The occasional light rain, mostly north metro around Boulder out to DIA, should have dried off by 9am. Then from north to south, starting around noon Louisville environs to oneish toward Park Meadows, there will be occasional thunder bumpers and they’ll hang in until around 3. Midlevel broken layer after that—broken means more than half of the sky obscured, midlevel is around 2 miles above the surface we’re stumbling on—going nicely to scattered clouds by around 8pm.
What’s causing all that, okay. The jet stream, up there around 6 miles above where I’ve got my feet propped on the table, is doing it’s jet thing. Viewed from space it would be like a big “U” along a line about Seattle-Phoenix east to Albuquerque, then rushing back to the less screwy Canadian environs along a Albuquerque-Fargo line. That U is pulling a little moisture into us from the southeast (air rotates counter-clockwise around low pressure this side of the equator, and a U in an airmass, top opening toward Canada, is a low pressure fold. We’ll dry just a little as that jet moves east before the lower level—surface to 2 or 3 miles above my wiggling toes—trough pushes in from the west and gives us the thunderstorms around 3.

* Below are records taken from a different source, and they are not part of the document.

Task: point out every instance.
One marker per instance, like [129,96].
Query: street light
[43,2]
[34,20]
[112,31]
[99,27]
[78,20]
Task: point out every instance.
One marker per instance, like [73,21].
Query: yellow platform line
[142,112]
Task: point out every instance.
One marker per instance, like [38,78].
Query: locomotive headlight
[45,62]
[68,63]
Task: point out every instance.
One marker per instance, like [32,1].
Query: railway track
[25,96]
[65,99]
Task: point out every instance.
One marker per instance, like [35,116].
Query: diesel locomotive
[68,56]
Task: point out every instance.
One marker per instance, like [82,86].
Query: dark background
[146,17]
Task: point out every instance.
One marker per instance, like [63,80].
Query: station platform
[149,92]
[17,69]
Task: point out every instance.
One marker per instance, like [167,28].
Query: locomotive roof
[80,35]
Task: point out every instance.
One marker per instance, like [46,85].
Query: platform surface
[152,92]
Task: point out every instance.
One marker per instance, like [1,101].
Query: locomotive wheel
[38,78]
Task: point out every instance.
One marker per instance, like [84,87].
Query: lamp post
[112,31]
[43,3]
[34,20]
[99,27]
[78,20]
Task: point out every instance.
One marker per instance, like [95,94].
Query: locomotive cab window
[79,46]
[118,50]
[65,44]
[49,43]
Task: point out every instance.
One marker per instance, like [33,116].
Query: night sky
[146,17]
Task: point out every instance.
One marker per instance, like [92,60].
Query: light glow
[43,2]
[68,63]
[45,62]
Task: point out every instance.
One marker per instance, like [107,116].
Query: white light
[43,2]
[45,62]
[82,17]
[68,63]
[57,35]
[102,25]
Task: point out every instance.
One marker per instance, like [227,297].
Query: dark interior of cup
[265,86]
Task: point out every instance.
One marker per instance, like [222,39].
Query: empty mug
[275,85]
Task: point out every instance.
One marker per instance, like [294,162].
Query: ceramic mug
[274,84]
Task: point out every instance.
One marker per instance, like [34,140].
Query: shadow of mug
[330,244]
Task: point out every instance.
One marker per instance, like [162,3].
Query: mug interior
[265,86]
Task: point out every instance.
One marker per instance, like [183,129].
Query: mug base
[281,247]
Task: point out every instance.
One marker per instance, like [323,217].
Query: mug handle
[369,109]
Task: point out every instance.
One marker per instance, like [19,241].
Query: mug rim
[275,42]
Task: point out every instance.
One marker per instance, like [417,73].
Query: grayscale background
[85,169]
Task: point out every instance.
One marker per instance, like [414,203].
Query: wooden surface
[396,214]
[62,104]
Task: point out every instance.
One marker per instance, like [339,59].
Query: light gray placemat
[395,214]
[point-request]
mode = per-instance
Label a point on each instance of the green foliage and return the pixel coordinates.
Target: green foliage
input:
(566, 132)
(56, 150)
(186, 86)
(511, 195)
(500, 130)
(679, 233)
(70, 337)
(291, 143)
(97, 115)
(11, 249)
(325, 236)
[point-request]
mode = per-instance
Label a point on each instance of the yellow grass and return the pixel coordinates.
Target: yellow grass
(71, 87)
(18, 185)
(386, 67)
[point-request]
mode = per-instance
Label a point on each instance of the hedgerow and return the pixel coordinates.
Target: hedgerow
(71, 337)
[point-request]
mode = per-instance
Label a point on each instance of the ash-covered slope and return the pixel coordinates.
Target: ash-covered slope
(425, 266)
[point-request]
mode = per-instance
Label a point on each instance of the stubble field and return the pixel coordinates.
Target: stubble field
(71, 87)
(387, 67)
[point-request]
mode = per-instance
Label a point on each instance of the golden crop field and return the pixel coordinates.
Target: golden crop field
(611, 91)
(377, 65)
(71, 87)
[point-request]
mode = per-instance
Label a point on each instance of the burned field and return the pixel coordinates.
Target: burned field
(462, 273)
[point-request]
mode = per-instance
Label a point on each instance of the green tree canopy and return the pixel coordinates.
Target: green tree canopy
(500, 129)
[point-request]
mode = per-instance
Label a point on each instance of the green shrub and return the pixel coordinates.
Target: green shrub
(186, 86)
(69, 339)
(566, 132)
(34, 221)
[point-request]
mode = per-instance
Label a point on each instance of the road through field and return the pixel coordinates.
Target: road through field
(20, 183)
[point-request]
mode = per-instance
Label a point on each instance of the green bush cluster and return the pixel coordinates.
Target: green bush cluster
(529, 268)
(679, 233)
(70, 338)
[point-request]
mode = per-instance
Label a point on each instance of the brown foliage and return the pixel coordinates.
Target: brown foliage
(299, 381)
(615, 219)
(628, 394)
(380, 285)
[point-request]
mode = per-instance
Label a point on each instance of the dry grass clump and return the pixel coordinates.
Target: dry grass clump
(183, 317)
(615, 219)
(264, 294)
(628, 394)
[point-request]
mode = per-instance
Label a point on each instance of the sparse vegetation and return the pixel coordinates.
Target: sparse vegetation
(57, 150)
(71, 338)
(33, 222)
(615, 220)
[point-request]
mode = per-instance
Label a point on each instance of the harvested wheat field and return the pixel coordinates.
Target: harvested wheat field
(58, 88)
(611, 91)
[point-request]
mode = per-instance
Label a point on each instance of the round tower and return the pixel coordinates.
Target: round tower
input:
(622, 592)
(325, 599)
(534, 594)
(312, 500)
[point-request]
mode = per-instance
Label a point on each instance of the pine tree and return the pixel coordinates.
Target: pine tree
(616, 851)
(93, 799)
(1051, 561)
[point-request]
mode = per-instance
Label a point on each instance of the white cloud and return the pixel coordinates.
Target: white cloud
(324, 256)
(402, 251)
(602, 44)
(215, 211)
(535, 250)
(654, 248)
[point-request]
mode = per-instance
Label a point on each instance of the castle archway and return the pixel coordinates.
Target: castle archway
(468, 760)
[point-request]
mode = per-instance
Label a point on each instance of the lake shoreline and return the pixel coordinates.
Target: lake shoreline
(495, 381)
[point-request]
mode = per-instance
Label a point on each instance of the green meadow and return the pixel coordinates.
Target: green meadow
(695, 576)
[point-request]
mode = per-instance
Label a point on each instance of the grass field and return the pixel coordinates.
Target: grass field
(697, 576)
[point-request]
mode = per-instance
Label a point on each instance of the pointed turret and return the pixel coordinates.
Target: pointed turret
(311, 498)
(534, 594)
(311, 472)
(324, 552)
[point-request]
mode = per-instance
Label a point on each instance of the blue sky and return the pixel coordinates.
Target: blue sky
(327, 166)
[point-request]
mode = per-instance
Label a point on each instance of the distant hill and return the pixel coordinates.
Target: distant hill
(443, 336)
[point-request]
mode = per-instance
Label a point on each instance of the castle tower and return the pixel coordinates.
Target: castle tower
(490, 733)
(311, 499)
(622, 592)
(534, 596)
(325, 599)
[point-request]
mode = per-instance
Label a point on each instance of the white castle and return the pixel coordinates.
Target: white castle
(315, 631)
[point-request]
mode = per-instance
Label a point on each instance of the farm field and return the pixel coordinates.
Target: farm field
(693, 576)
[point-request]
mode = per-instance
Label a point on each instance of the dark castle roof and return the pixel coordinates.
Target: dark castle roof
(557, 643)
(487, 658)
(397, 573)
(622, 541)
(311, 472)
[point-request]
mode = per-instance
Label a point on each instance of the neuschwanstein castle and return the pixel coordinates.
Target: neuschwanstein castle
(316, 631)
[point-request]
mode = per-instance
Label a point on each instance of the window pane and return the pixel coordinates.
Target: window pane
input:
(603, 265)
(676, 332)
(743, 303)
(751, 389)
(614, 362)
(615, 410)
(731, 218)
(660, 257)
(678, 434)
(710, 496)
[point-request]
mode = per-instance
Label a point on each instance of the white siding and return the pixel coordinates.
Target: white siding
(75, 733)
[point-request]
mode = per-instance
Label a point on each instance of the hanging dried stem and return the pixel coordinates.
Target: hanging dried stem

That stuff shouldn’t make severe cover-the-car levels in the metro and should be out by early evening. As it moves east toward Lincoln County they could make the severe level with hail so if you’re going east go early.
When it dries out tonight it should stay that way Saturday and Sunday, probably through early Thursday anyway. Tomorrow’s temps should be 10-20 degrees warmer than today, with about seasonal norms returning through Wednesday. Good days for protesting.